The way we conceive of software and the software industry is also changing radically. Apple, Facebook, Google, IBM, Netflix, and Oracle are among the firms that collectively pay thousands of programmers to write code that is then given away for free. Today, open source software powers most of the websites that you visit. And the rise of open source has rewritten the revenue models for the computing industry and lowered computing costs for start-ups to blue chips worldwide.

Cloud computing and software as a service are turning sophisticated, high-powered computing into a utility available to even the smallest businesses and nonprofits. Amazon Web Services, by far the world’s biggest provider of cloud computing services, has been adding about as much server capacity each day as its entire e-commerce parent required ten years earlier.

Three-dimensional printers, which allow designs for fabrication to be shared as easily as an e-mail, are poised to reshape manufacturing and transportation. Crafts marketplace Etsy is full of artist-created and custom-printed products, from jewelry to cookie cutters, and this technology has also been used to print tools on-demand for the international space station. 

An astronaut shows a tool produced on-demand using a 3D printer on the International Space Station.

Many organizations today collect and seek insights from massive datasets, which are often referred to as “Big Data.” Data analytics and business intelligence are driving discovery and innovation, redefining modern marketing, and creating a shifting knife-edge of privacy concerns that can shred corporate reputations if mishandled.

And the pervasiveness of computing has created a set of security and espionage threats unimaginable to the prior generation.

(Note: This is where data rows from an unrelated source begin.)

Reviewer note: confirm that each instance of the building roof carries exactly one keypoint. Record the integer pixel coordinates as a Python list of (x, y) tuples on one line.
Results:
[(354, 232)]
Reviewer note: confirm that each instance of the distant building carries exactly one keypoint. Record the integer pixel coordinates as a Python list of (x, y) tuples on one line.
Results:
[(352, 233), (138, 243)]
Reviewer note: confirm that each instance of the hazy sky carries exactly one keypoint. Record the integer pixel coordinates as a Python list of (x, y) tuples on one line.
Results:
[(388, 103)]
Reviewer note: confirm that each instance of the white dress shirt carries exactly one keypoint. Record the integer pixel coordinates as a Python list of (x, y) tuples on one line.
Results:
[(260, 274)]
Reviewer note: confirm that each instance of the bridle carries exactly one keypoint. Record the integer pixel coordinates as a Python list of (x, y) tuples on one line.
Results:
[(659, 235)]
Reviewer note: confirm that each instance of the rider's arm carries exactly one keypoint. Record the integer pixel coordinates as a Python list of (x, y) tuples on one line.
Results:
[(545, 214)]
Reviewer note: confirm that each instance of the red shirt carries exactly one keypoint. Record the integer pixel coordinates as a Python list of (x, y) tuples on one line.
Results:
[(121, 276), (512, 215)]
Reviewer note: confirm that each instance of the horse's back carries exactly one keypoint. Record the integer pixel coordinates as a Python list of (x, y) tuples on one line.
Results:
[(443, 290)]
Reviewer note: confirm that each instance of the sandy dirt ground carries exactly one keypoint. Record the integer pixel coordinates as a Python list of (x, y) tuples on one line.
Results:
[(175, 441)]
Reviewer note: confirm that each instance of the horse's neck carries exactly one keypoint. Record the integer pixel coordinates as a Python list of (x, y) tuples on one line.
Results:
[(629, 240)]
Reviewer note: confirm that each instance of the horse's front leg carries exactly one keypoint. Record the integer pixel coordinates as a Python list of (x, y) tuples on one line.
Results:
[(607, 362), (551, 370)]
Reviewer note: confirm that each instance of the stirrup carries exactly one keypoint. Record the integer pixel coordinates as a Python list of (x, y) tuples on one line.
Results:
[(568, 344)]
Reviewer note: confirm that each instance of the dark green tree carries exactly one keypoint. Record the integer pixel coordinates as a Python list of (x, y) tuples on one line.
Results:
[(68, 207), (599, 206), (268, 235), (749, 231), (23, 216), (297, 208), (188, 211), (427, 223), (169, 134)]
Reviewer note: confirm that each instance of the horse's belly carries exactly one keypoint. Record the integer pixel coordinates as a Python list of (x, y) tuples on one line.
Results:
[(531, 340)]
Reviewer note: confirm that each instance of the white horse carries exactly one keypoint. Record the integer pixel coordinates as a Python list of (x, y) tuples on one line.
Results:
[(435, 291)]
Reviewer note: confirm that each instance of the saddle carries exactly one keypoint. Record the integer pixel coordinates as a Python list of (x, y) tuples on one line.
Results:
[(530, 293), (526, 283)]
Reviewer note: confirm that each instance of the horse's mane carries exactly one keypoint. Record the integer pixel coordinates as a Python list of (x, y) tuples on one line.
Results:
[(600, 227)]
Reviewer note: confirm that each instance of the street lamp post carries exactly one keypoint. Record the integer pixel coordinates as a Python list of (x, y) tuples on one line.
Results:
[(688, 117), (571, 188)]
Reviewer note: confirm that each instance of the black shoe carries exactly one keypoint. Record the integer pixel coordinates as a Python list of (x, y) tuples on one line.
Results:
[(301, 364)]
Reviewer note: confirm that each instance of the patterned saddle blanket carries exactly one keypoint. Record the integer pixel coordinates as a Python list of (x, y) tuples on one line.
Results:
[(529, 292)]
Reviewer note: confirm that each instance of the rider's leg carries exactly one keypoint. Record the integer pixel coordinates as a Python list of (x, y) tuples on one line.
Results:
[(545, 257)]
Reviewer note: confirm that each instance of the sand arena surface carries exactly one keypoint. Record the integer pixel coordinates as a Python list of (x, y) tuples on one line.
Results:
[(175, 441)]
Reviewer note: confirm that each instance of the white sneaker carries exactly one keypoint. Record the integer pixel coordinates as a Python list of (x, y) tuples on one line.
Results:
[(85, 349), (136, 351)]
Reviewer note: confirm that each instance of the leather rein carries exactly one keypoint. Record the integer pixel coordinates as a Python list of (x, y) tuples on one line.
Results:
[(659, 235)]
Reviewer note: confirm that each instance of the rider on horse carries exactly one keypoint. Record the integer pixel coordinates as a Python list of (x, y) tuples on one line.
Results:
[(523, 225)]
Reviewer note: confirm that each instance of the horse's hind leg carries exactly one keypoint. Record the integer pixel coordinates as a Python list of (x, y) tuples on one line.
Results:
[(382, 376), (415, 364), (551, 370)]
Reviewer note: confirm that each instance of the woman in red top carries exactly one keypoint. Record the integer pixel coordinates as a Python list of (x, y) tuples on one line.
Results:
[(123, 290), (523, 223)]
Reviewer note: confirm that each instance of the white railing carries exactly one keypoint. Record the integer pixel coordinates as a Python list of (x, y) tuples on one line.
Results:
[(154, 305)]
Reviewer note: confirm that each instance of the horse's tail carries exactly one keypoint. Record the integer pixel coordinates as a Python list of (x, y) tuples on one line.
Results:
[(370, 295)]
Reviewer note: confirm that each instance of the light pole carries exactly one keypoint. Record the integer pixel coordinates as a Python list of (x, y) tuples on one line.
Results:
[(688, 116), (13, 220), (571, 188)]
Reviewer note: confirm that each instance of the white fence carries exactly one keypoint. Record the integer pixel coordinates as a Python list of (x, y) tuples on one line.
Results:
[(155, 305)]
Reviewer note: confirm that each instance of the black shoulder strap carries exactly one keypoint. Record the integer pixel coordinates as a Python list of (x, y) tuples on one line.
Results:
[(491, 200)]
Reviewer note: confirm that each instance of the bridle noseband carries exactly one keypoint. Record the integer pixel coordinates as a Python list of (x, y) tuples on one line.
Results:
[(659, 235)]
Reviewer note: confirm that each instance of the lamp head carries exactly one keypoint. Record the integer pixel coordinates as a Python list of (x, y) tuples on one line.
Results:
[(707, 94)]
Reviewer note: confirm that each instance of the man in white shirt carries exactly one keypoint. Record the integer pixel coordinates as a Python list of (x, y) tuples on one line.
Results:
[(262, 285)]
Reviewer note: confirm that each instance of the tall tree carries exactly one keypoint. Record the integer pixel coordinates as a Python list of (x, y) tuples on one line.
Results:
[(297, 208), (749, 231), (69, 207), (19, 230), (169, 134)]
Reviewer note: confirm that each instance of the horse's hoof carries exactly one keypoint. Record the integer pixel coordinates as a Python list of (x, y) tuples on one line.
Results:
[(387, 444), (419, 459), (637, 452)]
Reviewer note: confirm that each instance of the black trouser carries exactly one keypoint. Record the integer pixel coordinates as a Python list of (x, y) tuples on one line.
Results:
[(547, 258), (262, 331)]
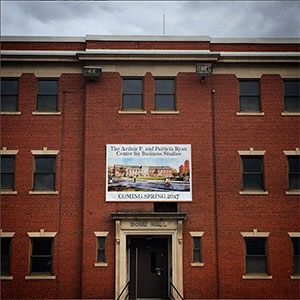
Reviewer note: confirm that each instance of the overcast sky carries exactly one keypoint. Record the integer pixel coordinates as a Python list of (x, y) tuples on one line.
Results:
[(212, 18)]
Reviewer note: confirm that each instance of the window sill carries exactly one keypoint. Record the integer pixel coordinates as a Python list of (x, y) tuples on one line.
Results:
[(249, 113), (8, 192), (100, 265), (40, 277), (197, 264), (11, 113), (165, 112), (6, 278), (257, 276), (46, 113), (290, 113), (295, 192), (132, 112), (253, 192), (43, 192)]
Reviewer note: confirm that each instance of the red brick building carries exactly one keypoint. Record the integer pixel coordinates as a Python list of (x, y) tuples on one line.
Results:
[(234, 102)]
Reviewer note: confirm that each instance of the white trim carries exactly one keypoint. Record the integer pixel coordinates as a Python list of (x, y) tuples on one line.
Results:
[(45, 151), (42, 233), (4, 151), (292, 152), (6, 234), (294, 234), (255, 233), (251, 151), (101, 233), (39, 277), (257, 276)]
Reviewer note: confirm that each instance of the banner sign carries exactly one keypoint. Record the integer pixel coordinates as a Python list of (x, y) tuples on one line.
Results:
[(147, 172)]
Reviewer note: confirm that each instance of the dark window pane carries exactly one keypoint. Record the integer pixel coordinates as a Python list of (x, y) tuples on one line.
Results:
[(296, 245), (292, 88), (5, 245), (294, 163), (255, 246), (5, 265), (44, 181), (294, 181), (252, 164), (256, 264), (249, 87), (249, 103), (7, 181), (47, 87), (7, 164), (132, 86), (164, 102), (197, 257), (9, 87), (132, 101), (47, 102), (9, 103), (41, 264), (101, 256), (253, 181), (164, 86), (45, 164), (291, 103), (41, 246)]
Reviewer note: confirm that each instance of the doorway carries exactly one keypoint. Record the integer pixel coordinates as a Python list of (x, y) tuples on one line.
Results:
[(149, 267)]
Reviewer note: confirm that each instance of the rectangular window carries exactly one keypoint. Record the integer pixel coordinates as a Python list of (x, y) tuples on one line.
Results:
[(256, 256), (101, 250), (41, 256), (5, 256), (292, 95), (132, 94), (7, 172), (44, 173), (165, 94), (47, 95), (197, 249), (296, 256), (294, 172), (249, 95), (253, 173), (9, 95)]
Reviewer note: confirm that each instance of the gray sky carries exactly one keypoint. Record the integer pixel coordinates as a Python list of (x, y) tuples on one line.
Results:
[(213, 18)]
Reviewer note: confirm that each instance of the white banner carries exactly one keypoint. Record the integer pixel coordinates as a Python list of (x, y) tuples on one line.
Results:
[(147, 172)]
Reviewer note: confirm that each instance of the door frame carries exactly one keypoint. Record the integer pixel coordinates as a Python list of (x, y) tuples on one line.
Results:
[(163, 224)]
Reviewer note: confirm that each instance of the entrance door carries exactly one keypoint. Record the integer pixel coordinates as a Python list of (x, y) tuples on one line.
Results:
[(148, 267)]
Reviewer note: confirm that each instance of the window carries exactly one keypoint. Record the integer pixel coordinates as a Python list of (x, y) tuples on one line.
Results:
[(7, 172), (197, 249), (252, 172), (47, 95), (249, 95), (44, 173), (101, 250), (41, 256), (165, 94), (256, 257), (9, 95), (5, 256), (292, 95), (294, 172), (132, 94), (296, 255)]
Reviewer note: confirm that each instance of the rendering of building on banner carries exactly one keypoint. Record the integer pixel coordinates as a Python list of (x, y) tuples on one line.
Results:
[(150, 167)]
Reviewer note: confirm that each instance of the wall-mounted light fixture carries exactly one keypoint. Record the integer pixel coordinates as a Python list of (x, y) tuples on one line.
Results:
[(92, 73), (203, 70)]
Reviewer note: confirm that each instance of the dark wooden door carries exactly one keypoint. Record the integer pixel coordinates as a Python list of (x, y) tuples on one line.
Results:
[(149, 268)]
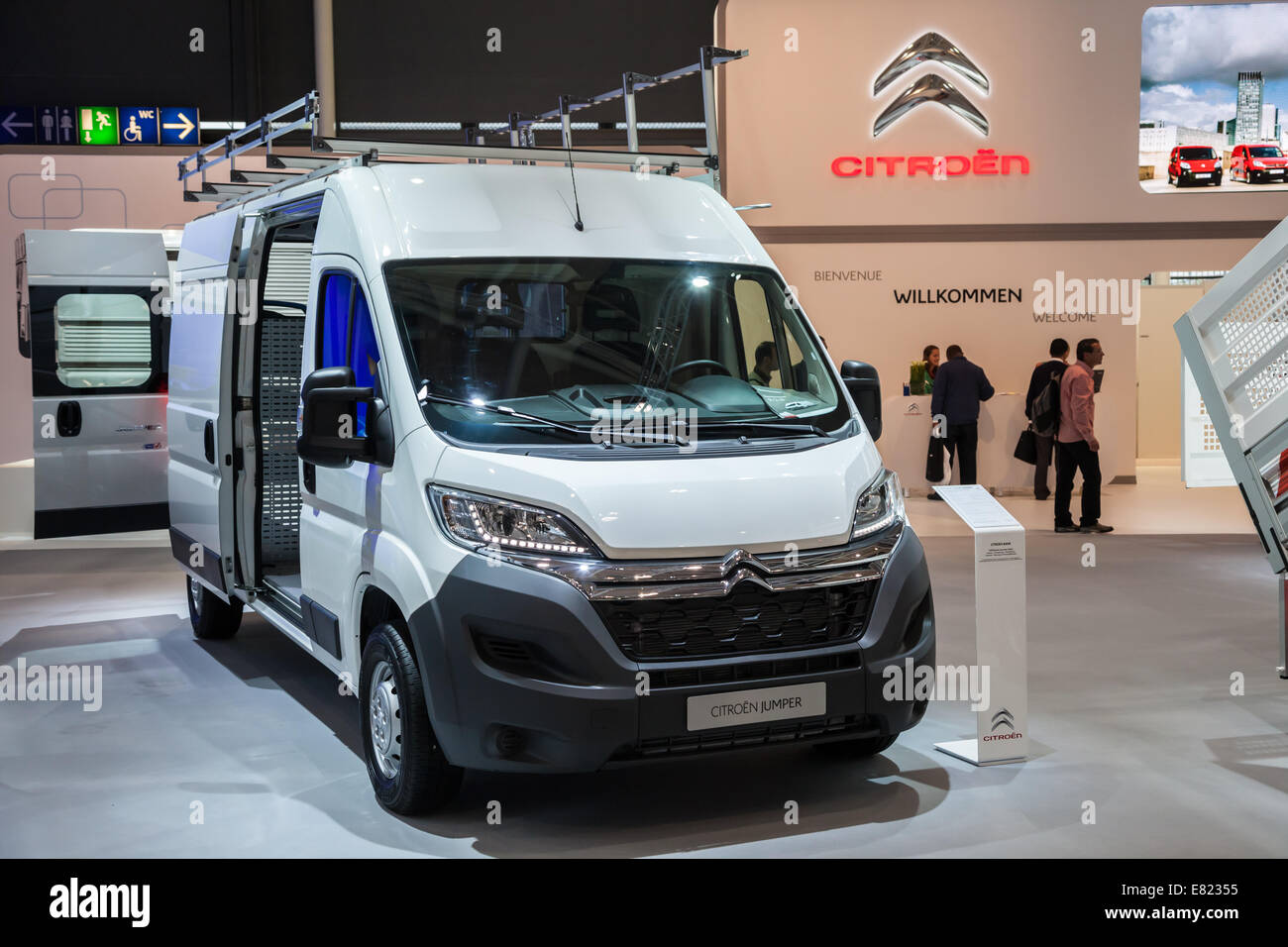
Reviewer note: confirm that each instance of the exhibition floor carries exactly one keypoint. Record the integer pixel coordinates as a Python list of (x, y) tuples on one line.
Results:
[(1129, 710)]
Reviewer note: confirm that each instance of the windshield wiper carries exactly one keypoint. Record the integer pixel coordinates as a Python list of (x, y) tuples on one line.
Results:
[(761, 425), (536, 420), (503, 411)]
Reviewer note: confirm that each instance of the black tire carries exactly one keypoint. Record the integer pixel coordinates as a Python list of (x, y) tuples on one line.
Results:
[(858, 749), (408, 771), (211, 617)]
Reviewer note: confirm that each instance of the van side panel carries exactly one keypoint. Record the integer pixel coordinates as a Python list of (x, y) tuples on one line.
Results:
[(198, 412)]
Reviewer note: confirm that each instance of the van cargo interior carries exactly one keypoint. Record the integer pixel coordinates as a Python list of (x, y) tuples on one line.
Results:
[(277, 390)]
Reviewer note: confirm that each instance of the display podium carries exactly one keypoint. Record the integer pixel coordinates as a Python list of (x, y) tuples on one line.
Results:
[(1001, 633)]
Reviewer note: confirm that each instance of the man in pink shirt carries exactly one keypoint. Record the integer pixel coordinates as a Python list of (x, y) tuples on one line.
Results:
[(1076, 442)]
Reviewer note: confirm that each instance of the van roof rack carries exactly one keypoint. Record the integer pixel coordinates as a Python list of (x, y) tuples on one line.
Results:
[(331, 154)]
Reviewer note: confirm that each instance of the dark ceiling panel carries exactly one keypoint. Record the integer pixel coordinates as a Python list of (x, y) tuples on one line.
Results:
[(404, 60), (78, 52), (395, 59)]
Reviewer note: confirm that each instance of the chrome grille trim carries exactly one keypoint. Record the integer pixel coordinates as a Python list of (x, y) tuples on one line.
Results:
[(678, 579)]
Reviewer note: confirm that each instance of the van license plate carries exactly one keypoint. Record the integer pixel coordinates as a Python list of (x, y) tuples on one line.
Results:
[(737, 707)]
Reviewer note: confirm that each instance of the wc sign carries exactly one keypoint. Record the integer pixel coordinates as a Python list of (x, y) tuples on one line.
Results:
[(141, 127), (130, 125)]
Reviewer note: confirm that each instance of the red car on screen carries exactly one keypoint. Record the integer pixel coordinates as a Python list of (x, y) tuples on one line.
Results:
[(1193, 163), (1254, 162)]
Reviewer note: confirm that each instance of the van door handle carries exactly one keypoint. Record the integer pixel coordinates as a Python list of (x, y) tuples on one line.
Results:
[(68, 418)]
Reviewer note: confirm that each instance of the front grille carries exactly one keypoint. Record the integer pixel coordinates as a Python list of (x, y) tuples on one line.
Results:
[(782, 732), (748, 620)]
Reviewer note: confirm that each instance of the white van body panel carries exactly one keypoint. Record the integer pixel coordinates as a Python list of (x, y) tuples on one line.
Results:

As recent years have shown, tech creates both treasure and tumult. These disruptions aren’t going away and will almost certainly accelerate, impacting organizations, careers, and job functions throughout your lifetime. It’s time to place tech at the center of the managerial playbook.

Key Takeaways

  1. In the previous decade, tech firms have created profound shifts in the way firms advertise and individuals and organizations communicate.

  2. New technologies have fueled globalization, redefined our concepts of software and computing, crushed costs, fueled data-driven decision making, and raised privacy and security concerns.

Questions and Exercises

  1. Search online and compare profits from Google, Apple, and other leading tech firms with those of major media firms and other nontech industry leaders. How have profits at firms such as Google and Apple changed over the past few years? What do you think is behind such trends? How do these compare with changes in the nontech firms that you chose?

  2. How do recent changes in computing impact consumers? Are these changes good or bad? Explain. How do they impact businesses?

  3. Serial entrepreneur and venture capitalist Marc Andreessen has written that “software is eating the world,” suggesting that software and computing are transforming entire industries and creating disruptive new upstarts. Come to class with examples of firms and industries that have been completely transformed through the use of software.

  4. Venture capitalist Ben Evans, who works with Andreessen, has said “mobile is eating the world.” Give examples of how mobile has built billion dollar industries that wouldn’t exist without handheld computing power. How should today’s managers be thinking about mobile as an opportunity and threat? 

  5. How is social media impacting firms, individuals, and society?

  6. What kinds of skills do today’s managers need that weren’t required a decade ago?

  7. Investigate the role of technology in emerging markets. Come to class with examples to share on how technology is helping fuel economic growth and provide economic opportunity and public good to consumers outside of North America, Europe, and Asia’s wealthier nations.

  8. Work with your instructor to identify and implement ways in which your class can leverage social media. For example, you might create a Facebook group where you can share ideas with your classmates, join Twitter and create a hash tag for your class, leverage Google Hangouts and other tools on Google+, or create a course wiki. (See Chapter 9 “Social Media, Peer Production, and Web 2.0” for more on these and other services.)